Many U.S. real estate investment trusts that began as family businesses are confronting the challenges posed by a shift to non-family governance, according to a new report by Moody’s Investors Service.

“The involvement of founding families in governing or running REITs is often a critical rating consideration,” says Constantine Nestoras, an associate analyst at Moody’s.

Rating agencies generally consider family leadership a plus for credit quality because those executives are more likely to maintain a long-term perspective reflected in conservative financial policies and decisions. But in recent years, some of those families have begun to consider investment options more broadly. Many have even taken their companies private rather than continue to work under the onerous demand of being public.

Much of that changing sentiment is generational, as second-generation family CEOs take over. Of 20 REITs Moody’s studied for its report, 15 have replaced founding CEOs during the last 10 years, usually with a professional manager rather than a family member. “Many leading U.S. REITs, however, remain under the control of a founder or founding family, despite the relatively high level of merger and acquisition activity, and ongoing stock issuance,” Nestoras says.

Whether families turn over the reins or simply lead the horse in a new direction, a divergence from long-term, conservative policy is bad news for investors. “This change in perspective is a negative for bondholders,” Nestoras says. “Selling out typically means higher leverage and an investor base with a short-term investment horizon; going private, even when the family remains involved, means higher leverage, less transparency, and less investment in core controls.”

In addition to the challenge of deciding founding families’ roles, U.S. REITs are confronting two additional governance challenges brought on by generational change.
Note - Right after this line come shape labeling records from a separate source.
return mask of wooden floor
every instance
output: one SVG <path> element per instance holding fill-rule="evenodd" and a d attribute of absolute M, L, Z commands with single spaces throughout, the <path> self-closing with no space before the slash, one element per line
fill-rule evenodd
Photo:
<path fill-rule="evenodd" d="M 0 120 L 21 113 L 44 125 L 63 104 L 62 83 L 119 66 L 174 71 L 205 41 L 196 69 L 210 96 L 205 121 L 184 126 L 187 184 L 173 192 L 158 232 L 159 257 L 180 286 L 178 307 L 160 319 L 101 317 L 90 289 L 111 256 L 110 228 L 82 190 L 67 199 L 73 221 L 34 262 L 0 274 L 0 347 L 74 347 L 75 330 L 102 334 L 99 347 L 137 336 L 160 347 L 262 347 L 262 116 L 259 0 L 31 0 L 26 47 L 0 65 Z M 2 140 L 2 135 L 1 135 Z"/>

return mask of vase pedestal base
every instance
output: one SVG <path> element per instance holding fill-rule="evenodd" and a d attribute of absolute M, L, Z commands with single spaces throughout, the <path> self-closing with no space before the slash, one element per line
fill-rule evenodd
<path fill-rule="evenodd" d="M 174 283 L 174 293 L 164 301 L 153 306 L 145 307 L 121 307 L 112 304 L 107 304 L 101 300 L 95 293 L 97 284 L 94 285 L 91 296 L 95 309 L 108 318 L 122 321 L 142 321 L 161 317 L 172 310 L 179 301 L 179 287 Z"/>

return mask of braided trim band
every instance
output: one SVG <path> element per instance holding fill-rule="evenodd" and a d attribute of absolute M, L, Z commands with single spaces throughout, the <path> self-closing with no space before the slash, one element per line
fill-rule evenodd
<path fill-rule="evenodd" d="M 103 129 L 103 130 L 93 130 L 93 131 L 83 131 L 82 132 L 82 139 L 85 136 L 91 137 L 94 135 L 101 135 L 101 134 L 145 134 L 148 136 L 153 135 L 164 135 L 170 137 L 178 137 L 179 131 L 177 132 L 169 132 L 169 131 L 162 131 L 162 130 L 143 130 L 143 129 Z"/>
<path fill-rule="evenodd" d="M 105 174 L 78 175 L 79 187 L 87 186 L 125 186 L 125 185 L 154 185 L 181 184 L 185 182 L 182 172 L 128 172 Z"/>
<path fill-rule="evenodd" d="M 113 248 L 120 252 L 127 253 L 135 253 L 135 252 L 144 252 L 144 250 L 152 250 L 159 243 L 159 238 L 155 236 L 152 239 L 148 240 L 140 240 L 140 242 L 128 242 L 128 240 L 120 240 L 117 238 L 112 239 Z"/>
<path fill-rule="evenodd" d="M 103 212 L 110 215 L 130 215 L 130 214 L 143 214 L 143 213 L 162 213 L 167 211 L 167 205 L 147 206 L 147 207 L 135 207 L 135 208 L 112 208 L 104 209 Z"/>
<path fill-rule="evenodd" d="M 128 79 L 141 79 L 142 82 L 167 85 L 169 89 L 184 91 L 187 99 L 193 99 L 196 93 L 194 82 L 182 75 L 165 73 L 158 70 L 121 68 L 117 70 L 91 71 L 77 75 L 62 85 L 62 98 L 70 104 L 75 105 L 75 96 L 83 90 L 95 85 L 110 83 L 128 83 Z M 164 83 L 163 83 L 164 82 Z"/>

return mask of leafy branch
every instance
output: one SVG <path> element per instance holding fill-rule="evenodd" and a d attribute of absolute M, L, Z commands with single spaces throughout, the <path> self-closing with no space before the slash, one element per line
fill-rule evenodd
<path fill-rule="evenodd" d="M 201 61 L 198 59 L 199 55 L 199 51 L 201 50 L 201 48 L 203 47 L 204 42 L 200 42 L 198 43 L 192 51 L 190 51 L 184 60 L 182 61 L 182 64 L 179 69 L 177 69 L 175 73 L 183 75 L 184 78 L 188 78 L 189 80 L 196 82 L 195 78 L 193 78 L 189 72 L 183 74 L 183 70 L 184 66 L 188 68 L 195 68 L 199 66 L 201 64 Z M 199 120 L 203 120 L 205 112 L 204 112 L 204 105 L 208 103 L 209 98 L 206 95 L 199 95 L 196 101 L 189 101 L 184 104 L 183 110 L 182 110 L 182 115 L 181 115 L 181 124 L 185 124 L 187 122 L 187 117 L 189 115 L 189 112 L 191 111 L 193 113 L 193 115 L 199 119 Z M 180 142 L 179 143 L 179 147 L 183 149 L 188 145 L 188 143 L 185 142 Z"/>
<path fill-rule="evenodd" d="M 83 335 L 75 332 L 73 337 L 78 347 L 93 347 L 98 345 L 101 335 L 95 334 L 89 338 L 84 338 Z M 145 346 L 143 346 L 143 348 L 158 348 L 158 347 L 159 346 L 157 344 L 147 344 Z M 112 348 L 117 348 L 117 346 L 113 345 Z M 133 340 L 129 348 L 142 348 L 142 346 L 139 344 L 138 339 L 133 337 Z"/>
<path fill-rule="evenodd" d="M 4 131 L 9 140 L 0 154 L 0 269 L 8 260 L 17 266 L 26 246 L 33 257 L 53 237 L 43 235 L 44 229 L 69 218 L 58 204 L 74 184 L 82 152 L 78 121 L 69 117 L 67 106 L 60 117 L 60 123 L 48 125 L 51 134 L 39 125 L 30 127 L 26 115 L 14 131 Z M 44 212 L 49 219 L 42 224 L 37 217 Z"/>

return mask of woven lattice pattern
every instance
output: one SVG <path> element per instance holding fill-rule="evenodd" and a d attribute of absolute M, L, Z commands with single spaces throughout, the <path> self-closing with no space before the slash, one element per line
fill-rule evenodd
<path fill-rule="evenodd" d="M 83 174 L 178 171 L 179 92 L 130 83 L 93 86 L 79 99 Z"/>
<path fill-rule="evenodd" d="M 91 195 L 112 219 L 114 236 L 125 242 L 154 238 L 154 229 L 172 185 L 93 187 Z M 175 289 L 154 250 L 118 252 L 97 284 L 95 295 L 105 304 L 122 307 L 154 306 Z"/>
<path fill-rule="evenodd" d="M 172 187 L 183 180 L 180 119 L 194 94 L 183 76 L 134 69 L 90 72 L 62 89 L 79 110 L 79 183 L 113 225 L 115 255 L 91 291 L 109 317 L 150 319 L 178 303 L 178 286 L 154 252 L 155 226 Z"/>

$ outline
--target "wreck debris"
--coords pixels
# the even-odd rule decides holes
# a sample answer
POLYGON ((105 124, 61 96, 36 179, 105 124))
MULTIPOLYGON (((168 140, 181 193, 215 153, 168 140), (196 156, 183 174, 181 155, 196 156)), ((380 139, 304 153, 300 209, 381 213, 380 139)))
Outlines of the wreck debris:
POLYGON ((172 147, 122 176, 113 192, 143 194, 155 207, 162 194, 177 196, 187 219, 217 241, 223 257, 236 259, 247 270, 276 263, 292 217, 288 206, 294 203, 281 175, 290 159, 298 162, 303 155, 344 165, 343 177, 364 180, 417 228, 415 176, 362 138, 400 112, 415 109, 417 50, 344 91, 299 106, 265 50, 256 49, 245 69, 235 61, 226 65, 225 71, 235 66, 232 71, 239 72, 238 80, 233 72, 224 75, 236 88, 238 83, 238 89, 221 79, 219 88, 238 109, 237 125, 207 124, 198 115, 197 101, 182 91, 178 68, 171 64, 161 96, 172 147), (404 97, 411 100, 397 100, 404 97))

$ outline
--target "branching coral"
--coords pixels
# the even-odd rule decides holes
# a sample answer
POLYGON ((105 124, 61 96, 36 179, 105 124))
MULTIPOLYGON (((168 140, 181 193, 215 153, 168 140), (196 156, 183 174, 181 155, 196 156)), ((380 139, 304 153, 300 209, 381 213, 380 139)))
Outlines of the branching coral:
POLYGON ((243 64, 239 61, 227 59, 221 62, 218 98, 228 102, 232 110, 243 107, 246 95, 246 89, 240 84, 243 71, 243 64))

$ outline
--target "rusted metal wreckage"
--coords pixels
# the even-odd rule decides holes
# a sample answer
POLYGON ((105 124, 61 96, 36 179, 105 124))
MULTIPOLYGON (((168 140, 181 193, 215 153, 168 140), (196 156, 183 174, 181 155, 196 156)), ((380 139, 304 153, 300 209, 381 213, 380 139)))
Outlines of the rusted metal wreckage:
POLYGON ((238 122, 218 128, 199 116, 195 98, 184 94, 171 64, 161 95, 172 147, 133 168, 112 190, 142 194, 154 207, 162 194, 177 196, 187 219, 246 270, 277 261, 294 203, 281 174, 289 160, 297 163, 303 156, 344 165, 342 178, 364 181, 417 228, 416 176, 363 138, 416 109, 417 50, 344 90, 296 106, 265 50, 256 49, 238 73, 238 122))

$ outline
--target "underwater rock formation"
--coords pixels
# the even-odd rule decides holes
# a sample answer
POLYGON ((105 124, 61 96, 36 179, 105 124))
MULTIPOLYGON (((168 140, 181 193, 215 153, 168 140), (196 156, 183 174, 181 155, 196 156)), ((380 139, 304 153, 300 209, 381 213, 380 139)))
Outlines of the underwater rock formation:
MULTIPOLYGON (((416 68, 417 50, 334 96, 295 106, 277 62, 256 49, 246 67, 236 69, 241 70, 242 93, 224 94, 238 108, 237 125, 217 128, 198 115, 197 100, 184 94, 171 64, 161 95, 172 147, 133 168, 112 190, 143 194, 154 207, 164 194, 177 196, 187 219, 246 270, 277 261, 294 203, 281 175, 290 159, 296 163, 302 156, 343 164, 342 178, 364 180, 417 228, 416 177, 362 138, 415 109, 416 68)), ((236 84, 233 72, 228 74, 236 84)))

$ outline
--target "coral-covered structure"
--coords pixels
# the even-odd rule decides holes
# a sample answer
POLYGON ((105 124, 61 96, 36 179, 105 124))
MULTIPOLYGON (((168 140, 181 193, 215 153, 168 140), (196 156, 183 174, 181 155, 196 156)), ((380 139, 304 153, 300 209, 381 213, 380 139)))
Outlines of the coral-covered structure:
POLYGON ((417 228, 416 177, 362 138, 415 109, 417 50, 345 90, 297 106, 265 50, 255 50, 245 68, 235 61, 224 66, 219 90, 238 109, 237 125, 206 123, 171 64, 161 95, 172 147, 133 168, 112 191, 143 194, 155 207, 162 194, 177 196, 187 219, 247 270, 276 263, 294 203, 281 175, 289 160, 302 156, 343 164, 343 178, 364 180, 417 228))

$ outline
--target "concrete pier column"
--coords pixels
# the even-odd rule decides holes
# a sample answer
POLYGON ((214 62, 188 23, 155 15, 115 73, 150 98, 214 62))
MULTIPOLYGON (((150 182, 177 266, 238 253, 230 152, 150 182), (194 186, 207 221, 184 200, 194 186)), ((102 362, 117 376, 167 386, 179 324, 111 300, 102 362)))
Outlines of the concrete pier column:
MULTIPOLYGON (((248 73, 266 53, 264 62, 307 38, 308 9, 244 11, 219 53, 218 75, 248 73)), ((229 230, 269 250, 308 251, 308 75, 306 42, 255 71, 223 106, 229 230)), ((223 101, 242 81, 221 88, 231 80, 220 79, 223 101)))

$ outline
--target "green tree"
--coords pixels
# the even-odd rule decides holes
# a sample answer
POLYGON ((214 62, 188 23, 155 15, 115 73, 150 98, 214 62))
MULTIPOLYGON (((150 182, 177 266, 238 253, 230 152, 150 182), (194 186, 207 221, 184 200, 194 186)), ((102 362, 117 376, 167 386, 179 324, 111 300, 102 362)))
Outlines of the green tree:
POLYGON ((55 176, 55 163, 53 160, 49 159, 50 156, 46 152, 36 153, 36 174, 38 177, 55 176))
First, Moody’s observes that there has been only limited change in the composition of REITs’ boards in recent years. The Moody’s report suggests that REITs lure board members with fresh perspectives, more varied skills and more independence.

Second, REITs face broadening the governance changes they have already started, including improving management succession planning, control processes, and board and committee functioning. The report, “Three Critical Governance and Ownership Challenges for REITs,” was published Oct. 24 and is available from Moody’s.